I squeeze Autumn’s hand as we trudge through the sand to where we have our vehicles backed up toward the water, having been able to drive and park directly on the beach.

We have a sun sail strapped to the corners of our open trunks to create a shady canopy where much of our family is lounging, eating lunch, and watching the younger kids build sandcastles.

“I’m sure James and Shayla will appreciate it,” Autumn says, which makes sense. Lainey has had her fair share of trouble with boys hounding her throughout high school, just as her aunts did.

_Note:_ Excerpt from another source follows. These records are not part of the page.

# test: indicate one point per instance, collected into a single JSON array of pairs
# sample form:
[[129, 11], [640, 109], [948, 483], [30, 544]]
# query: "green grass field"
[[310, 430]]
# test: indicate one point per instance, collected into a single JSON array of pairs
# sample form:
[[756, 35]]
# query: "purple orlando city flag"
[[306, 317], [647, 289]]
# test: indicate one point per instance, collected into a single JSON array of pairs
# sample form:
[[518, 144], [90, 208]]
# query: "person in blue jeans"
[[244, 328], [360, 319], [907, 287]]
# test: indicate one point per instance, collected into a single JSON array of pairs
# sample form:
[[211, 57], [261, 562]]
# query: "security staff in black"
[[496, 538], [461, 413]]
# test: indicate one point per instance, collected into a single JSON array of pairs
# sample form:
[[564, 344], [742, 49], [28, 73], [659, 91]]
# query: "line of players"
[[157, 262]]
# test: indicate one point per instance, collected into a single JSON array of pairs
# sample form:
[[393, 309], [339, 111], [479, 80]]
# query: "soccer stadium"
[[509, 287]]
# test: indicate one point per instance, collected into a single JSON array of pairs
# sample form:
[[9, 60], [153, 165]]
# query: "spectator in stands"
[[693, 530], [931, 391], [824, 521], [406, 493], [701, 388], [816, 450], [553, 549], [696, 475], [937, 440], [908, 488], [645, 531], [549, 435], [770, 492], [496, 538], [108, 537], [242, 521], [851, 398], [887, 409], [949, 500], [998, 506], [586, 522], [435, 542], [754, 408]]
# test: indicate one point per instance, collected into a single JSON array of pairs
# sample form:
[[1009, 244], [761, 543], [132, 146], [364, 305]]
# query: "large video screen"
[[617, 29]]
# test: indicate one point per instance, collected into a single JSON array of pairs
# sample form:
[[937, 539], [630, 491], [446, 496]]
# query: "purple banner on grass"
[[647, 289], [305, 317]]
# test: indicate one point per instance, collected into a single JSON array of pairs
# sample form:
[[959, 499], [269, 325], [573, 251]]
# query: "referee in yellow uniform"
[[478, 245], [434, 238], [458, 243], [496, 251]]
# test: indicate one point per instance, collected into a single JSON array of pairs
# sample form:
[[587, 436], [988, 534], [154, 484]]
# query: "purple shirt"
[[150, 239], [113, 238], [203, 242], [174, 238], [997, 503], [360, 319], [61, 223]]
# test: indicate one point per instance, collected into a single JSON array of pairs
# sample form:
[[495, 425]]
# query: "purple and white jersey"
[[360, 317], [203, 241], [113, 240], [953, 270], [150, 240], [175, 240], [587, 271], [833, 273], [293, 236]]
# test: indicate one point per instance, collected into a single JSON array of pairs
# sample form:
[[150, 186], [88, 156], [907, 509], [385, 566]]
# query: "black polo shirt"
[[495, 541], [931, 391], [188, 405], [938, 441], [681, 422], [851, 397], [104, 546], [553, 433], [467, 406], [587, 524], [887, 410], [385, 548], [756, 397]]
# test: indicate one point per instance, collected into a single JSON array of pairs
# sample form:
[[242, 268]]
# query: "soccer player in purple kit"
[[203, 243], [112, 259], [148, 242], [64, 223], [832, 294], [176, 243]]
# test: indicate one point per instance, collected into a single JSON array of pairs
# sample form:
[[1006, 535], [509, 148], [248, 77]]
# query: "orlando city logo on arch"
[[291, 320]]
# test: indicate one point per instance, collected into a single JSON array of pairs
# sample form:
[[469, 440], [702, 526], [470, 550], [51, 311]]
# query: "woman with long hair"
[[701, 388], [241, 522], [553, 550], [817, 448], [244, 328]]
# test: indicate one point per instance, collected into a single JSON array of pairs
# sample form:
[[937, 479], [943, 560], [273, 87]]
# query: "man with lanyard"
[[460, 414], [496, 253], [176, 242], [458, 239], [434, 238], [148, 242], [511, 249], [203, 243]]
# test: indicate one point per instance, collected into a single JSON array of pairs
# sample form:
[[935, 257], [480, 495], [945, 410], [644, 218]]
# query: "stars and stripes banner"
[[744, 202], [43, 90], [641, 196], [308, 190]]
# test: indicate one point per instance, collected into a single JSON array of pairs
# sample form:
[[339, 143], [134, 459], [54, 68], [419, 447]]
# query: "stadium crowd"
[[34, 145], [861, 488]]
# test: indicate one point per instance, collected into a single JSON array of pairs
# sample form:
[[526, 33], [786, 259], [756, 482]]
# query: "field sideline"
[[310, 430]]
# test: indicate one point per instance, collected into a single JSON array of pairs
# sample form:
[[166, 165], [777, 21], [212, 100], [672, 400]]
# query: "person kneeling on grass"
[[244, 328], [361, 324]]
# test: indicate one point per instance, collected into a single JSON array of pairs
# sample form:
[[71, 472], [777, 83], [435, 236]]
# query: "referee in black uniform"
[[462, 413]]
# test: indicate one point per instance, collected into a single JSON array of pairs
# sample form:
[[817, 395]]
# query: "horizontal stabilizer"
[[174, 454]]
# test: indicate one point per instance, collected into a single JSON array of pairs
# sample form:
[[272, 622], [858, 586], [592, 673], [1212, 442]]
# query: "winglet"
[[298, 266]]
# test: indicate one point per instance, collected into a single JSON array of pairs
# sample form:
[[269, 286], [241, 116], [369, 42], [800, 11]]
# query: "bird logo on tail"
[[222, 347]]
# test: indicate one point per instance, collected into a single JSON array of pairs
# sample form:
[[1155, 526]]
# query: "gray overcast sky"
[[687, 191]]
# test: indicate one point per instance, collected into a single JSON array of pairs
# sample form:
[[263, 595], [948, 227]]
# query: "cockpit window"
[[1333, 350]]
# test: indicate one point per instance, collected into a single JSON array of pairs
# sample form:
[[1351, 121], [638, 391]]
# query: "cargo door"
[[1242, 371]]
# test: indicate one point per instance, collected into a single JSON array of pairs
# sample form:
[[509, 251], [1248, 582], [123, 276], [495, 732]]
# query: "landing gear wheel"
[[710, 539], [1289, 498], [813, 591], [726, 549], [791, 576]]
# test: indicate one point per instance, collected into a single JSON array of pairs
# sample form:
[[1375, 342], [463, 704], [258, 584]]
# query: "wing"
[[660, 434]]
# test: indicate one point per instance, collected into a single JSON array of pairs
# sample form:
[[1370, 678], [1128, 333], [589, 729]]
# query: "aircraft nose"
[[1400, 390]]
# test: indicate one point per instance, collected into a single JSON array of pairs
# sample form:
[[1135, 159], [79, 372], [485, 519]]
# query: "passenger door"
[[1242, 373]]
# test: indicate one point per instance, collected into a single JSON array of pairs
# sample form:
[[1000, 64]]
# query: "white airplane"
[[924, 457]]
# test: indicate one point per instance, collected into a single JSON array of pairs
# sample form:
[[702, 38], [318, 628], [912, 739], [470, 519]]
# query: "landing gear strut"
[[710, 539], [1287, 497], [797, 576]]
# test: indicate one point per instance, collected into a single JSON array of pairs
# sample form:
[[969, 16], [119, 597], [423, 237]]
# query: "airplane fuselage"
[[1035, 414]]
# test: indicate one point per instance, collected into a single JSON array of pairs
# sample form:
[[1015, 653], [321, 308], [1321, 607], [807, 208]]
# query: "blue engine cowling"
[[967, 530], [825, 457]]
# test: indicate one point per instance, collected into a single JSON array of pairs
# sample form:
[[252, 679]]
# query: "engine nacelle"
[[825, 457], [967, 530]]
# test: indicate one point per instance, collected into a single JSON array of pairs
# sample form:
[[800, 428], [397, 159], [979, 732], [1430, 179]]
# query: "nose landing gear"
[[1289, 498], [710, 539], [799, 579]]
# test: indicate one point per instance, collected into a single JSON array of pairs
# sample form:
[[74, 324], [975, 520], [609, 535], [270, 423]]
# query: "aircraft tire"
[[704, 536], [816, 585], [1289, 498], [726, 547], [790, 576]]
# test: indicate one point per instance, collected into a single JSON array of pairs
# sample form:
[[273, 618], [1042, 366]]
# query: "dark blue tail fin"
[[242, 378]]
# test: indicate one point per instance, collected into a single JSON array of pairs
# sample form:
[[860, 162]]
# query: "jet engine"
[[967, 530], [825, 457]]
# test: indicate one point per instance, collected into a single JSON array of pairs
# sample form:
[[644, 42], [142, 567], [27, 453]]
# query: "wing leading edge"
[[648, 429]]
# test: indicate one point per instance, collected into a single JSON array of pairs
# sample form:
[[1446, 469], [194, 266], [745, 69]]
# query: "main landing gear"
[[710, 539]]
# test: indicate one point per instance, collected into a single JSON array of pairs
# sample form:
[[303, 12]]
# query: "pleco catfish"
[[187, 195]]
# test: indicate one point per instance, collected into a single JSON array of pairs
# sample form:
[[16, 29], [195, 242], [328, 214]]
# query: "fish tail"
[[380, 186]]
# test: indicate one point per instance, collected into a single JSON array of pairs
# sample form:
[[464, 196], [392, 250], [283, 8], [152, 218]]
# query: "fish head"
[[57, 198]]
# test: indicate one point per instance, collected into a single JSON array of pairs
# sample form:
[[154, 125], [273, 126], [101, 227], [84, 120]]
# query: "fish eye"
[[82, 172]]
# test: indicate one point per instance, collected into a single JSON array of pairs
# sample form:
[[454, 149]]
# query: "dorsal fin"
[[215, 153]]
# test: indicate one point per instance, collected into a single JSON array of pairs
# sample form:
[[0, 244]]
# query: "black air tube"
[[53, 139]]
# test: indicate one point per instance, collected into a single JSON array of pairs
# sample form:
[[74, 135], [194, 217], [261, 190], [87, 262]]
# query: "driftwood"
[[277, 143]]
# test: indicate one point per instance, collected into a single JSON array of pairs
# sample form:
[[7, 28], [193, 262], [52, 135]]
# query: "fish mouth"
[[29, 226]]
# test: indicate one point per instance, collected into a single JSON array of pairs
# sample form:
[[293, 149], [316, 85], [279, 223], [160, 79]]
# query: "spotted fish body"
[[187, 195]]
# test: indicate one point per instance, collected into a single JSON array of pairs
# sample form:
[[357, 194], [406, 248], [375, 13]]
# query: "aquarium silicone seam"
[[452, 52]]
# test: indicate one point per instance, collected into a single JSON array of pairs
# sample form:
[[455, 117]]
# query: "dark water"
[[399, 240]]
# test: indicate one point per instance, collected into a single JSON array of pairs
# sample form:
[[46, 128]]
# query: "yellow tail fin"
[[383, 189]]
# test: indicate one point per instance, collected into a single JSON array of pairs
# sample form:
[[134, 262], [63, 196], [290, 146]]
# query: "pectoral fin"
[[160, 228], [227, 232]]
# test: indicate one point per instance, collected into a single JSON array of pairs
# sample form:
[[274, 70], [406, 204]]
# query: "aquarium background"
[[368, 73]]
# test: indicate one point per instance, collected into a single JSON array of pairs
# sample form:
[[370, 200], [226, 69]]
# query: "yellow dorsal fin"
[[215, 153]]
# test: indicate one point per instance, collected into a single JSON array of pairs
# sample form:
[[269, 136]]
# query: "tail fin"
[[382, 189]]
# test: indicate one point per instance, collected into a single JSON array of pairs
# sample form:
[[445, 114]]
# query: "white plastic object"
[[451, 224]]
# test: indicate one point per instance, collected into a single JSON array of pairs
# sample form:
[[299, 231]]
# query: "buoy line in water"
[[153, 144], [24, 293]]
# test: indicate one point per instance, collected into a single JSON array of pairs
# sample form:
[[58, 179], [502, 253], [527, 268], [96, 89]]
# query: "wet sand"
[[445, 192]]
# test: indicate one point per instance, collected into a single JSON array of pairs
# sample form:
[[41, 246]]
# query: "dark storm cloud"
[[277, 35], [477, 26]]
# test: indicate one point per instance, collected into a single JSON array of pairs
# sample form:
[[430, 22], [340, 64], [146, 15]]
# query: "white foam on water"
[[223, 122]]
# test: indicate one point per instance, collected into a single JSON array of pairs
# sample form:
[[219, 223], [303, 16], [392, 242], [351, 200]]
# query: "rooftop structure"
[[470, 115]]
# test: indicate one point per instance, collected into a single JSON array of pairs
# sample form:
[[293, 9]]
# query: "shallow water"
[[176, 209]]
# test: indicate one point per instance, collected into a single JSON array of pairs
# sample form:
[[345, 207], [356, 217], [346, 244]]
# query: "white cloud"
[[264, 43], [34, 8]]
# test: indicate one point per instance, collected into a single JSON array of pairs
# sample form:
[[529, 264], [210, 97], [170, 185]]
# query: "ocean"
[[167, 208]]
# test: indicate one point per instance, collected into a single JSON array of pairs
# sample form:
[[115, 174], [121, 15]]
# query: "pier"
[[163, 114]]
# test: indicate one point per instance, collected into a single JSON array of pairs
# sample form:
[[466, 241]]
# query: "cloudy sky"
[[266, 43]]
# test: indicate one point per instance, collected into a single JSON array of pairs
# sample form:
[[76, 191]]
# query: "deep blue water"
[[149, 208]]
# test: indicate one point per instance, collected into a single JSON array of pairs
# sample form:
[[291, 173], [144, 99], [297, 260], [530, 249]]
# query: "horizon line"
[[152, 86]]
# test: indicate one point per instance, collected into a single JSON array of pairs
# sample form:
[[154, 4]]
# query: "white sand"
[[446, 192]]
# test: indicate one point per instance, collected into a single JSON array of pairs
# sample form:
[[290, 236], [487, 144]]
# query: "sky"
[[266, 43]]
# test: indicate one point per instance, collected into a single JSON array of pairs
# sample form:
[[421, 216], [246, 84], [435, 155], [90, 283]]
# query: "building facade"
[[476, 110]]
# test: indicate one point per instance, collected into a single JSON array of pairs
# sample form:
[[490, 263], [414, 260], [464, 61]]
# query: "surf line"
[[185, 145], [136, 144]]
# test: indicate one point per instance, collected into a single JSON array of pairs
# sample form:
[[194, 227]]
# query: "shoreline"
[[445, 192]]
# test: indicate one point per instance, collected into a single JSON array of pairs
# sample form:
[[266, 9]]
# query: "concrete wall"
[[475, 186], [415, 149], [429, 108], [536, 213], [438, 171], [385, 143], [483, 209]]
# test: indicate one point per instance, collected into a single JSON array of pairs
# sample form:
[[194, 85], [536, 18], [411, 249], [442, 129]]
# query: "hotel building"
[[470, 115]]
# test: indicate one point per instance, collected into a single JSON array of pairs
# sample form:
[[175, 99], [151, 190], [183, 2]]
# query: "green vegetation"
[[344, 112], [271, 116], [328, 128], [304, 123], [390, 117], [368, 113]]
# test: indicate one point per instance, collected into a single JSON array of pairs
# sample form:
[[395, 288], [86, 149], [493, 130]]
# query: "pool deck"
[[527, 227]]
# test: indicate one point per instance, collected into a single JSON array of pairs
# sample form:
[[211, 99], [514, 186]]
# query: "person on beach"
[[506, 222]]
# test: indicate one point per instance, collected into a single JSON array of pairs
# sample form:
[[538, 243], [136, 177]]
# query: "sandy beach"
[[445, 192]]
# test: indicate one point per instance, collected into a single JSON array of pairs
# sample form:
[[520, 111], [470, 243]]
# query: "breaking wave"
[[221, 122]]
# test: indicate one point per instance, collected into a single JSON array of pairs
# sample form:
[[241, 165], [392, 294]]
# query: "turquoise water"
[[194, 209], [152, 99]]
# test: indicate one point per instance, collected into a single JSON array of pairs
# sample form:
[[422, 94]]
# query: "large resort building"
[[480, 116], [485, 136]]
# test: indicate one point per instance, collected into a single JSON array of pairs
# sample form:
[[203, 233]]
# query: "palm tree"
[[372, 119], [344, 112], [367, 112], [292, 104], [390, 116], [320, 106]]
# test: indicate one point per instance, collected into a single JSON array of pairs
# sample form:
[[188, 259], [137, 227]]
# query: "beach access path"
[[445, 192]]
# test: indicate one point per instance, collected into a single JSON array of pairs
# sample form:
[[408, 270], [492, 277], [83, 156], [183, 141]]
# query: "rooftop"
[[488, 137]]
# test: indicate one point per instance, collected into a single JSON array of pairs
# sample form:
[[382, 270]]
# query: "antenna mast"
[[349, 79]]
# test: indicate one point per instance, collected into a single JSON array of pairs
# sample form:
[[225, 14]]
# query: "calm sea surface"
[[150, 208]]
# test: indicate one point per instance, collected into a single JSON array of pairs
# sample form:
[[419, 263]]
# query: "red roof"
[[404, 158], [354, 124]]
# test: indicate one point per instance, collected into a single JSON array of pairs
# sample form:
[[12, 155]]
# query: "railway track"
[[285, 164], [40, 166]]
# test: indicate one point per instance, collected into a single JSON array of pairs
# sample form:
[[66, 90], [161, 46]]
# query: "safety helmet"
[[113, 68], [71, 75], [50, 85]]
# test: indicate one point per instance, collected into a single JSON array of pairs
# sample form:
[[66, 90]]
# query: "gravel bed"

Though I appreciate it, too, from a father’s perspective regarding Josephine, who Brady and Grayson are also protective of, I hold my tongue as we load up our paper plates with hot dogs and chips.

No one seems to see what I do when I look at Lainey and Grayson.

In case I’m wrong, which I doubt I am after years of observing the pair interact, I don’t need the whole family turning on me should I share my concerns.

I get two bites of my hot dog before Sebastian trips while kicking the soccer ball to Benjamin, and accidentally sends it flying beneath the canopy.

“Heads up!” Benjamin shouts, but not in time for me to avoid the ball slamming against my forehead.

“Sorry, dad!” Sebastian yells, then takes off running with the ball again after Sherman kicks it toward him.

“Oooh, that’s gotta hurt,” Autumn says when she lifts a bag of ice from the cooler, and presses it to my forehead after bending to kiss my new bruise.

“That’s not the only thing that hurts,” I mumble quietly as her tits swing directly in my face.

“Sorry,” she whispers, flicking her eyes down to my erection when I grab a towel to cover my lap.

“No, you’re not,” I huff.

“You’re right, I’m not,” she says, angling her back to her family so she can shimmy her shoulders, and thus her tits.

“Angel, please,” I groan, squeezing my eyes shut.

“Don’t worry, sir. I’ll make it up to you tonight,” she whispers in my ear before tugging on my lobe with her teeth.